The NRCS also offers soil moisture as part of its data catalogue. While we can not get explicit soil moisture measurements at the Buffalo Lake and McClure Pass stations, we will focus on a collection of five stations above 8,000ft. This collection of data should assist us in connecting snowpack and its affect on soil moisture, along with a path to measure the moisture that is lost due to evapotranspiration.

Streamflow

Streamflow data is available from the USGS. We will focus on the Colorado River at Glenwood Springs, which is the river that is fed by the Buffalo Lake and McClure Pass stations. The location is also beneficial in that it is downstream of important tributaries, yet upstream of diversions, man-made dams, and other water management structures. This data will be used to gather and study historical trends and inform our understanding of how waterflow impacts drinking supply and agriculture downstream. It was also serve as the variable we aim to predict in our modeling phase.

Joins

The final step for this historical data is to join by date to form a complete dataset. Since we have dropped null / unrecorded data, our daterange will be limited to the intersection of all datasets.

RCP Scenario Data

Representative Concentration Pathways (RCPs) are used to model future climate scenarios. We will use the RCP 4.5 and RCP 8.5 scenarios to model future snowpack, soil moisture, temperature, precipitation, and streamflow. This data will be used to understand how climate change will impact the Colorado River Basin and the water supply for the region.

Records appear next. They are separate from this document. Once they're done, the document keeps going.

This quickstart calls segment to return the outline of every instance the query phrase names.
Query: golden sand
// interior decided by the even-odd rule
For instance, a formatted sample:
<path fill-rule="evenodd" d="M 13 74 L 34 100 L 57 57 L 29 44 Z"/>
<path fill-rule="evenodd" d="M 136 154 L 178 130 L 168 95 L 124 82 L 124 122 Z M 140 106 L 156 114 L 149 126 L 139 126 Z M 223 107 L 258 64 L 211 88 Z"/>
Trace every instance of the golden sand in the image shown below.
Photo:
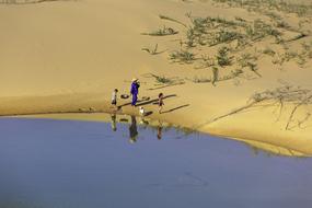
<path fill-rule="evenodd" d="M 185 41 L 188 16 L 221 16 L 226 20 L 261 19 L 275 24 L 268 14 L 231 8 L 212 1 L 178 0 L 85 0 L 53 1 L 33 4 L 0 4 L 0 114 L 34 115 L 53 113 L 109 113 L 111 93 L 129 94 L 130 80 L 140 79 L 139 97 L 157 101 L 160 92 L 170 95 L 164 100 L 164 114 L 158 114 L 153 102 L 142 102 L 151 111 L 150 119 L 164 120 L 227 138 L 239 138 L 251 146 L 285 155 L 312 154 L 311 104 L 293 107 L 302 100 L 261 102 L 216 122 L 247 106 L 256 92 L 273 91 L 291 85 L 311 90 L 311 57 L 303 65 L 300 57 L 303 43 L 312 43 L 312 19 L 308 14 L 274 11 L 290 28 L 280 27 L 286 44 L 265 37 L 246 46 L 243 51 L 257 57 L 257 73 L 244 69 L 243 74 L 215 84 L 195 83 L 212 79 L 212 67 L 198 67 L 204 55 L 215 57 L 217 47 L 196 46 L 188 50 L 198 58 L 192 63 L 176 63 L 170 55 Z M 187 15 L 185 15 L 187 14 Z M 160 15 L 178 20 L 183 24 L 160 19 Z M 175 35 L 151 36 L 163 26 L 178 32 Z M 298 25 L 301 25 L 298 28 Z M 224 28 L 226 30 L 226 28 Z M 303 38 L 298 38 L 300 34 Z M 226 46 L 236 47 L 235 41 Z M 152 51 L 157 46 L 155 55 Z M 221 45 L 220 45 L 221 46 Z M 267 48 L 275 51 L 266 55 Z M 148 49 L 148 50 L 147 50 Z M 308 50 L 307 50 L 308 51 Z M 287 54 L 288 53 L 288 54 Z M 301 54 L 300 54 L 301 56 Z M 302 55 L 303 56 L 303 55 Z M 305 56 L 305 55 L 304 55 Z M 223 78 L 240 66 L 233 59 L 229 67 L 219 68 Z M 287 60 L 286 60 L 287 59 Z M 284 61 L 284 62 L 281 62 Z M 200 63 L 201 65 L 201 63 Z M 155 77 L 170 79 L 170 84 L 157 82 Z M 304 96 L 308 96 L 304 95 Z M 302 97 L 301 97 L 302 99 Z M 303 97 L 304 99 L 304 97 Z M 129 100 L 118 100 L 120 114 L 138 115 Z M 100 114 L 101 115 L 101 114 Z M 85 115 L 66 116 L 84 119 Z M 88 119 L 105 120 L 99 114 Z M 100 118 L 99 118 L 100 117 Z"/>

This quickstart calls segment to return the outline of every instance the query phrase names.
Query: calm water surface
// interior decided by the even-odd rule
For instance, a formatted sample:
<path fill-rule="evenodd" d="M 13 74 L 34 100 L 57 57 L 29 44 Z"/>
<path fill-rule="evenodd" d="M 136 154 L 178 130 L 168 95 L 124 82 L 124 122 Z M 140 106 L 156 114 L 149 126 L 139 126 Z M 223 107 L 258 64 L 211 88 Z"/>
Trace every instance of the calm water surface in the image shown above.
<path fill-rule="evenodd" d="M 129 120 L 1 118 L 0 207 L 312 207 L 312 159 Z"/>

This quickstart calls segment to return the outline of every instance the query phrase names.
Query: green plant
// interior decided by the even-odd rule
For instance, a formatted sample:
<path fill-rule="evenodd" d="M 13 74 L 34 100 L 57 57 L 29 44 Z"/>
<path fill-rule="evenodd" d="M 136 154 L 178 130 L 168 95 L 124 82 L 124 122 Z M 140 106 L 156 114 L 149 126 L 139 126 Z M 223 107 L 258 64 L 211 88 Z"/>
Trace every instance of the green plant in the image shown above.
<path fill-rule="evenodd" d="M 163 26 L 163 28 L 159 28 L 157 31 L 150 33 L 141 33 L 142 35 L 150 35 L 150 36 L 165 36 L 165 35 L 175 35 L 178 32 L 173 30 L 172 27 Z"/>
<path fill-rule="evenodd" d="M 188 50 L 175 50 L 170 54 L 170 59 L 174 62 L 192 63 L 195 60 L 195 55 Z"/>
<path fill-rule="evenodd" d="M 226 46 L 219 48 L 216 58 L 220 67 L 230 66 L 232 63 L 232 57 L 229 57 L 229 51 L 230 49 Z"/>
<path fill-rule="evenodd" d="M 266 47 L 266 48 L 263 50 L 263 54 L 268 55 L 268 56 L 274 56 L 276 53 L 275 53 L 271 48 Z"/>

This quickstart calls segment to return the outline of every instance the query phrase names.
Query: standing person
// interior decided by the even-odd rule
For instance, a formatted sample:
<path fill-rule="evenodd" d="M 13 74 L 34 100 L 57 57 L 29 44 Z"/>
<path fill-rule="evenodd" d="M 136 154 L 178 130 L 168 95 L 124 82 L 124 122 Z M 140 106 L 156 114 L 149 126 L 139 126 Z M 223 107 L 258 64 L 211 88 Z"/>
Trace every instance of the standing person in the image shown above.
<path fill-rule="evenodd" d="M 129 126 L 129 136 L 130 136 L 130 139 L 129 139 L 129 142 L 130 143 L 135 143 L 138 139 L 138 127 L 137 127 L 137 118 L 136 116 L 131 116 L 131 124 Z"/>
<path fill-rule="evenodd" d="M 140 83 L 138 79 L 132 79 L 132 83 L 131 83 L 131 90 L 130 93 L 132 95 L 132 102 L 131 105 L 136 106 L 137 101 L 138 101 L 138 94 L 139 94 L 139 88 L 140 88 Z"/>
<path fill-rule="evenodd" d="M 117 93 L 118 93 L 118 90 L 115 89 L 112 93 L 112 105 L 116 107 L 117 105 Z"/>
<path fill-rule="evenodd" d="M 159 93 L 159 95 L 158 95 L 158 106 L 159 106 L 158 112 L 160 114 L 162 113 L 162 106 L 163 105 L 164 105 L 164 103 L 163 103 L 163 93 Z"/>

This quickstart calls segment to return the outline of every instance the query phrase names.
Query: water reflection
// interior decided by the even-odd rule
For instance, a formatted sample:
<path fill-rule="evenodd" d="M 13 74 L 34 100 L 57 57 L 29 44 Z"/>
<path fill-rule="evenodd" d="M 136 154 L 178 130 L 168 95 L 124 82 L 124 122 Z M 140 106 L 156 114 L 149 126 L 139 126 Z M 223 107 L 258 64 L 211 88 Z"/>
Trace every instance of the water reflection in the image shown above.
<path fill-rule="evenodd" d="M 117 130 L 117 126 L 116 126 L 116 114 L 112 114 L 111 115 L 112 122 L 111 122 L 111 126 L 112 126 L 112 130 L 116 131 Z"/>
<path fill-rule="evenodd" d="M 130 143 L 135 143 L 138 140 L 138 127 L 137 127 L 137 118 L 136 116 L 131 116 L 131 123 L 129 126 L 129 136 L 130 136 Z"/>
<path fill-rule="evenodd" d="M 159 122 L 159 126 L 158 126 L 158 129 L 157 129 L 157 138 L 158 138 L 158 140 L 161 140 L 161 138 L 162 138 L 162 123 L 161 122 Z"/>
<path fill-rule="evenodd" d="M 140 126 L 143 127 L 145 129 L 147 127 L 152 127 L 152 126 L 149 126 L 150 123 L 145 117 L 139 117 L 138 119 L 139 119 Z M 130 143 L 137 142 L 138 136 L 139 136 L 137 117 L 130 116 L 130 122 L 129 122 L 129 119 L 123 117 L 123 118 L 120 118 L 120 122 L 129 123 L 129 142 Z M 111 128 L 113 131 L 117 131 L 117 125 L 116 124 L 117 124 L 117 115 L 112 114 L 111 115 Z M 164 128 L 163 123 L 158 122 L 158 125 L 152 127 L 152 128 L 157 130 L 157 139 L 161 140 L 162 139 L 162 131 Z"/>

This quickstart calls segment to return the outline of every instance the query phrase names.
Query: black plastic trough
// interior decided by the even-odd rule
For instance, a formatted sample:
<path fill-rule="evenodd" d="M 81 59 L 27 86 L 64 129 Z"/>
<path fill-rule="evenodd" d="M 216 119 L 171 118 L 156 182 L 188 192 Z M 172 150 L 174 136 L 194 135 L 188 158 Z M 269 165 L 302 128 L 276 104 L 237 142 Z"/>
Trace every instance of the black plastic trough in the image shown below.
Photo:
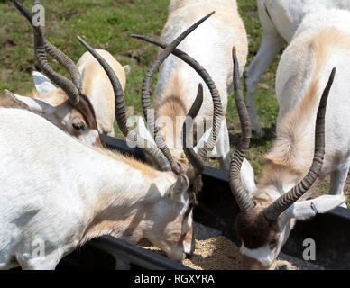
<path fill-rule="evenodd" d="M 104 136 L 104 140 L 108 148 L 132 154 L 140 159 L 144 158 L 140 149 L 130 148 L 124 140 L 108 136 Z M 240 245 L 234 230 L 238 207 L 230 191 L 228 174 L 207 166 L 203 173 L 203 182 L 204 188 L 198 198 L 199 205 L 194 212 L 195 221 L 222 231 L 224 236 Z M 328 213 L 318 214 L 310 220 L 299 222 L 282 252 L 302 260 L 306 248 L 303 241 L 307 238 L 311 238 L 316 243 L 316 260 L 312 261 L 313 264 L 327 269 L 350 269 L 350 210 L 336 208 Z M 93 255 L 90 257 L 92 261 L 101 257 L 98 254 L 103 252 L 97 251 L 104 251 L 116 259 L 113 267 L 117 269 L 128 269 L 133 265 L 144 269 L 189 269 L 164 256 L 110 237 L 95 239 L 85 249 L 92 248 L 96 249 L 95 252 L 89 252 Z M 81 258 L 81 253 L 79 257 Z M 93 266 L 101 268 L 97 262 Z M 84 268 L 83 263 L 84 261 L 76 262 L 80 268 Z M 106 264 L 106 261 L 103 260 L 101 263 Z"/>

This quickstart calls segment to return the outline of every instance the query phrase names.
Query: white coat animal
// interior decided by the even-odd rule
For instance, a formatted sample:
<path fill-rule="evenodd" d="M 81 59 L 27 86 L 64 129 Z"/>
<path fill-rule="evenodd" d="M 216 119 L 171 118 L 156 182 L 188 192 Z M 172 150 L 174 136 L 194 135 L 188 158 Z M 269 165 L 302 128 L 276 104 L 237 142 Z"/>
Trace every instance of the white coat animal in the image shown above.
<path fill-rule="evenodd" d="M 121 130 L 138 143 L 125 124 L 124 97 L 115 73 L 78 40 L 110 79 Z M 217 94 L 212 97 L 219 101 Z M 189 117 L 196 117 L 202 101 L 199 85 Z M 221 117 L 220 106 L 215 104 L 213 130 L 219 128 Z M 201 189 L 205 156 L 187 148 L 187 137 L 183 147 L 190 164 L 177 176 L 88 147 L 24 110 L 0 108 L 0 159 L 5 167 L 0 173 L 0 268 L 53 269 L 66 254 L 101 235 L 131 243 L 146 238 L 174 260 L 194 251 L 192 209 Z M 185 135 L 191 130 L 186 129 L 184 125 Z M 210 136 L 207 148 L 216 140 Z M 167 166 L 157 147 L 141 148 L 158 166 Z M 38 242 L 43 252 L 33 247 Z"/>
<path fill-rule="evenodd" d="M 239 166 L 234 158 L 232 186 L 241 208 L 235 227 L 243 240 L 245 268 L 268 268 L 297 220 L 310 219 L 345 202 L 343 189 L 350 166 L 346 121 L 350 109 L 349 19 L 350 12 L 345 10 L 307 15 L 282 54 L 276 76 L 280 104 L 276 141 L 265 156 L 262 176 L 253 197 L 237 181 Z M 247 119 L 242 122 L 249 123 L 247 112 L 245 115 Z M 243 128 L 249 130 L 245 124 Z M 245 146 L 240 151 L 240 160 L 247 149 Z M 328 174 L 329 195 L 305 200 L 314 181 Z"/>
<path fill-rule="evenodd" d="M 283 46 L 290 43 L 305 15 L 324 9 L 350 10 L 347 0 L 257 0 L 262 40 L 253 62 L 244 71 L 246 104 L 252 129 L 257 137 L 264 135 L 258 122 L 256 87 L 263 72 Z"/>

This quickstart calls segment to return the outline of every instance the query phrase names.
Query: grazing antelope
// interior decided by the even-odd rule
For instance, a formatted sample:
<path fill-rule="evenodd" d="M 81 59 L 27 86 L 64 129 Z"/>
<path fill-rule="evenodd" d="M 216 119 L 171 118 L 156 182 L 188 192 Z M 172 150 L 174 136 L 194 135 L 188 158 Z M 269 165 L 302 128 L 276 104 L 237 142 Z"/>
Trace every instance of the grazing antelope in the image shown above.
<path fill-rule="evenodd" d="M 293 39 L 305 15 L 323 9 L 350 10 L 347 0 L 257 0 L 260 22 L 262 27 L 262 40 L 253 62 L 244 71 L 245 101 L 252 129 L 256 137 L 264 132 L 258 122 L 255 93 L 263 72 L 272 62 L 276 54 Z"/>
<path fill-rule="evenodd" d="M 245 66 L 248 53 L 247 36 L 242 19 L 238 14 L 235 0 L 171 0 L 169 6 L 169 16 L 162 31 L 161 41 L 154 42 L 150 39 L 143 39 L 161 47 L 161 55 L 165 43 L 170 43 L 184 30 L 189 23 L 201 17 L 203 14 L 215 10 L 215 14 L 199 29 L 189 35 L 179 48 L 191 57 L 198 59 L 213 76 L 216 89 L 220 94 L 224 114 L 227 105 L 227 94 L 232 91 L 232 61 L 230 58 L 233 45 L 237 47 L 238 60 L 242 68 Z M 137 38 L 137 35 L 134 35 Z M 157 86 L 154 93 L 155 118 L 161 127 L 160 131 L 165 137 L 165 143 L 170 148 L 170 153 L 179 166 L 183 162 L 183 153 L 180 141 L 180 129 L 183 117 L 187 114 L 194 101 L 193 93 L 196 92 L 198 82 L 203 83 L 190 67 L 185 65 L 177 55 L 170 56 L 161 66 L 155 63 L 150 69 L 143 86 L 143 109 L 146 119 L 150 118 L 151 80 L 160 68 Z M 243 73 L 243 69 L 240 71 Z M 212 102 L 209 89 L 204 91 L 204 102 L 196 121 L 198 147 L 201 147 L 208 137 L 211 123 L 205 122 L 211 119 Z M 181 118 L 182 117 L 182 118 Z M 152 121 L 148 122 L 149 126 Z M 161 125 L 160 125 L 161 126 Z M 151 130 L 152 131 L 152 127 Z M 207 133 L 205 133 L 206 130 Z M 229 168 L 229 137 L 225 117 L 222 121 L 216 156 L 219 157 L 221 167 Z M 251 168 L 249 163 L 244 163 Z"/>
<path fill-rule="evenodd" d="M 349 17 L 350 12 L 341 10 L 307 15 L 284 51 L 276 77 L 277 139 L 265 157 L 253 197 L 246 194 L 238 176 L 249 148 L 251 128 L 242 94 L 236 93 L 243 140 L 231 162 L 230 180 L 241 210 L 235 228 L 243 242 L 244 268 L 268 268 L 297 220 L 345 202 L 343 188 L 350 165 L 350 130 L 345 121 L 350 108 Z M 330 195 L 305 200 L 316 179 L 327 174 L 331 175 Z"/>
<path fill-rule="evenodd" d="M 128 66 L 123 68 L 106 50 L 97 50 L 97 51 L 113 68 L 124 89 L 125 70 L 128 69 Z M 87 95 L 94 107 L 99 132 L 114 137 L 115 94 L 107 76 L 89 52 L 81 56 L 77 68 L 82 76 L 82 93 Z M 44 118 L 53 121 L 52 123 L 57 126 L 60 122 L 63 122 L 62 129 L 71 126 L 70 131 L 82 132 L 88 128 L 83 115 L 69 105 L 67 102 L 68 96 L 61 89 L 53 86 L 50 79 L 40 72 L 33 71 L 32 76 L 35 90 L 26 96 L 17 95 L 6 90 L 5 94 L 10 101 L 5 99 L 0 105 L 20 107 L 17 103 L 22 103 L 21 107 L 43 115 Z M 69 120 L 71 125 L 68 122 Z"/>
<path fill-rule="evenodd" d="M 18 1 L 13 2 L 32 24 L 32 15 Z M 68 56 L 43 38 L 41 27 L 33 26 L 33 32 L 34 51 L 39 67 L 60 89 L 42 74 L 33 72 L 36 91 L 32 93 L 32 97 L 5 91 L 7 97 L 17 106 L 43 116 L 86 144 L 102 145 L 99 132 L 113 136 L 115 120 L 115 96 L 106 73 L 88 52 L 75 65 Z M 42 50 L 40 50 L 39 48 Z M 52 70 L 46 59 L 45 51 L 66 68 L 72 82 Z M 124 88 L 124 68 L 107 51 L 97 51 L 113 68 Z M 14 106 L 4 101 L 2 104 L 5 107 Z"/>
<path fill-rule="evenodd" d="M 191 31 L 193 27 L 184 34 Z M 137 143 L 135 133 L 124 127 L 124 96 L 117 76 L 98 53 L 79 40 L 107 74 L 115 92 L 117 122 L 122 130 L 129 130 L 129 140 Z M 173 49 L 169 48 L 170 52 Z M 192 59 L 186 61 L 198 65 Z M 206 82 L 213 83 L 207 72 L 202 72 L 207 76 Z M 213 93 L 212 98 L 213 130 L 217 130 L 222 110 L 218 94 Z M 199 84 L 189 117 L 196 117 L 202 101 Z M 164 167 L 162 171 L 88 147 L 25 110 L 0 108 L 0 159 L 5 167 L 0 172 L 0 268 L 53 269 L 66 254 L 101 235 L 131 243 L 147 238 L 174 260 L 193 252 L 192 209 L 201 188 L 206 155 L 187 148 L 191 122 L 189 127 L 188 122 L 183 125 L 183 147 L 189 164 L 178 176 L 164 171 L 170 164 L 152 145 L 141 148 Z M 18 131 L 21 138 L 16 136 Z M 211 134 L 205 148 L 212 149 L 216 140 L 216 134 Z M 36 249 L 38 243 L 44 251 Z"/>

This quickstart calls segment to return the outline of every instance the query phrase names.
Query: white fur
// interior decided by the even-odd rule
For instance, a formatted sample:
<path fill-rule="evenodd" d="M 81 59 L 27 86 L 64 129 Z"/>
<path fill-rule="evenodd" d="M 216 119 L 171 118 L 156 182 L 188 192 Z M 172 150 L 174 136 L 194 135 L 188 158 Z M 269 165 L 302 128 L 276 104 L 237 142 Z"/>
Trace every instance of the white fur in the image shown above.
<path fill-rule="evenodd" d="M 259 137 L 262 137 L 263 131 L 257 118 L 255 93 L 263 72 L 283 45 L 291 41 L 305 15 L 324 9 L 350 10 L 350 2 L 345 0 L 258 0 L 257 4 L 263 32 L 262 41 L 258 53 L 244 72 L 244 76 L 247 87 L 246 104 L 252 128 Z"/>
<path fill-rule="evenodd" d="M 225 113 L 227 95 L 232 90 L 233 83 L 232 48 L 236 47 L 241 75 L 248 52 L 246 32 L 238 14 L 235 0 L 171 0 L 168 21 L 161 40 L 166 43 L 171 42 L 180 33 L 212 11 L 216 11 L 216 14 L 190 33 L 179 45 L 179 49 L 198 61 L 212 76 L 219 91 Z M 161 103 L 164 99 L 166 91 L 171 87 L 171 79 L 175 75 L 180 77 L 188 109 L 195 100 L 198 84 L 203 84 L 204 101 L 198 119 L 203 119 L 203 117 L 211 119 L 213 104 L 207 87 L 189 66 L 172 55 L 168 57 L 160 68 L 154 94 L 155 103 Z M 179 91 L 172 91 L 171 94 L 177 95 L 177 93 Z M 199 138 L 201 135 L 198 136 Z M 176 140 L 173 140 L 172 135 L 166 135 L 166 142 L 174 157 L 180 158 L 182 150 L 176 148 L 174 145 Z M 228 170 L 230 149 L 226 122 L 221 128 L 216 151 L 221 167 Z"/>
<path fill-rule="evenodd" d="M 123 68 L 106 50 L 97 50 L 97 52 L 111 66 L 124 89 L 126 81 L 125 73 L 130 71 L 130 67 Z M 89 98 L 94 107 L 99 132 L 114 136 L 115 94 L 106 72 L 89 52 L 82 55 L 77 67 L 82 76 L 82 91 Z M 89 129 L 83 115 L 68 103 L 67 95 L 60 89 L 56 88 L 50 79 L 41 73 L 34 71 L 32 76 L 36 90 L 36 94 L 32 95 L 33 98 L 6 92 L 8 98 L 19 104 L 20 107 L 46 118 L 59 128 L 78 137 L 83 142 L 95 143 L 98 134 L 96 130 Z M 76 130 L 73 124 L 77 122 L 83 123 L 85 129 Z M 93 135 L 96 137 L 95 140 L 91 139 Z"/>
<path fill-rule="evenodd" d="M 43 95 L 57 89 L 50 79 L 40 72 L 33 71 L 32 73 L 32 77 L 39 95 Z"/>

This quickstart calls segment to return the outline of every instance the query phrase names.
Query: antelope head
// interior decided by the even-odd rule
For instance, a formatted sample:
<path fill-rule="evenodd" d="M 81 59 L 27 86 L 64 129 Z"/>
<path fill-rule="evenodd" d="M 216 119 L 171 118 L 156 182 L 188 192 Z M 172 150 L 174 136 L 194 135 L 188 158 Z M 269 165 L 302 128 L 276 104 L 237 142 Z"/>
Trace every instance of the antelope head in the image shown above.
<path fill-rule="evenodd" d="M 207 16 L 196 22 L 186 32 L 184 32 L 180 37 L 184 38 L 184 35 L 189 34 L 207 18 Z M 195 152 L 194 148 L 187 143 L 187 140 L 192 131 L 193 120 L 198 115 L 203 102 L 203 87 L 201 85 L 198 85 L 196 100 L 192 104 L 192 107 L 190 108 L 186 121 L 182 126 L 182 145 L 184 154 L 187 156 L 189 163 L 187 166 L 182 166 L 180 168 L 172 158 L 171 155 L 168 153 L 169 149 L 159 134 L 158 139 L 156 136 L 155 142 L 148 141 L 147 140 L 143 139 L 142 140 L 143 141 L 140 142 L 140 138 L 138 137 L 137 133 L 131 130 L 126 124 L 124 94 L 115 73 L 108 65 L 108 63 L 84 40 L 82 40 L 80 37 L 78 37 L 78 39 L 80 43 L 100 63 L 112 84 L 115 99 L 115 120 L 127 140 L 134 143 L 137 147 L 139 147 L 145 153 L 147 158 L 154 165 L 154 166 L 158 167 L 161 171 L 168 171 L 170 174 L 176 176 L 176 182 L 168 188 L 168 194 L 170 199 L 171 199 L 172 204 L 169 206 L 169 210 L 166 212 L 166 215 L 161 217 L 158 216 L 161 219 L 160 219 L 157 225 L 161 225 L 165 220 L 167 220 L 167 222 L 169 223 L 169 215 L 175 213 L 178 214 L 178 217 L 173 217 L 173 220 L 176 221 L 176 223 L 173 223 L 171 220 L 171 225 L 169 225 L 168 227 L 174 228 L 175 225 L 177 228 L 180 227 L 180 229 L 172 229 L 171 231 L 168 230 L 164 232 L 164 237 L 155 238 L 152 235 L 148 235 L 147 238 L 152 240 L 154 245 L 161 248 L 164 251 L 166 251 L 170 258 L 174 260 L 180 260 L 186 256 L 186 254 L 190 254 L 194 250 L 192 210 L 194 204 L 196 203 L 197 194 L 202 187 L 200 175 L 205 167 L 204 160 L 207 157 L 207 151 L 211 151 L 216 144 L 218 130 L 221 125 L 221 118 L 223 117 L 220 97 L 218 93 L 216 92 L 213 88 L 214 82 L 207 71 L 203 69 L 206 75 L 205 81 L 207 86 L 210 86 L 212 88 L 211 90 L 214 91 L 212 93 L 214 103 L 214 125 L 212 133 L 203 149 L 198 153 Z M 158 58 L 156 60 L 156 63 L 161 63 L 161 61 L 163 61 L 169 54 L 174 53 L 175 47 L 179 43 L 180 40 L 177 39 L 174 40 L 174 42 L 167 45 L 164 50 L 166 51 L 167 55 L 164 53 L 162 56 L 161 56 L 161 59 Z M 180 50 L 177 50 L 177 52 L 183 53 Z M 194 62 L 193 59 L 186 58 L 186 61 L 188 63 L 191 63 L 191 65 L 199 69 L 198 64 Z M 145 93 L 143 91 L 143 95 Z M 148 93 L 146 93 L 146 94 L 147 94 Z M 145 140 L 145 142 L 143 142 L 143 140 Z M 150 169 L 152 168 L 150 167 Z M 182 206 L 180 207 L 178 205 L 178 208 L 175 209 L 174 207 L 176 205 L 174 202 Z M 161 205 L 161 203 L 155 203 L 154 205 L 158 204 Z M 163 209 L 161 210 L 163 211 Z M 161 209 L 158 209 L 157 211 L 161 211 Z M 180 215 L 179 211 L 180 211 Z M 180 234 L 179 231 L 180 231 Z"/>
<path fill-rule="evenodd" d="M 314 158 L 309 173 L 298 184 L 272 202 L 270 201 L 259 204 L 254 195 L 252 197 L 244 190 L 239 176 L 242 162 L 249 149 L 252 129 L 239 84 L 235 48 L 233 58 L 235 97 L 242 127 L 240 145 L 230 165 L 230 186 L 240 209 L 235 225 L 242 240 L 244 268 L 268 269 L 287 241 L 296 220 L 309 219 L 318 212 L 327 212 L 344 202 L 343 196 L 332 195 L 298 201 L 315 182 L 322 166 L 325 154 L 326 106 L 336 68 L 332 70 L 319 102 L 316 120 Z"/>
<path fill-rule="evenodd" d="M 38 72 L 32 74 L 39 99 L 16 95 L 5 90 L 7 97 L 20 107 L 41 115 L 84 143 L 103 146 L 94 108 L 88 98 L 81 92 L 81 75 L 77 66 L 67 55 L 44 38 L 40 26 L 32 25 L 32 14 L 17 0 L 13 2 L 32 26 L 36 59 L 47 77 Z M 45 52 L 65 68 L 72 81 L 51 68 Z M 49 78 L 60 89 L 56 88 Z"/>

RCP data is extremely large and spans the entire globe at lower resolutions. A project called CORDEX aims to take large climate models and downscale them to regional outlooks.The Canadian government has a climate modeling organization, which is focused on the North American region. For this excercise, we have selected the Canadian Centre for Climate Modelling and Analysis CORDEX with a 0.5 latitude/longitude resolution, and have filtered down to the state of Colorado.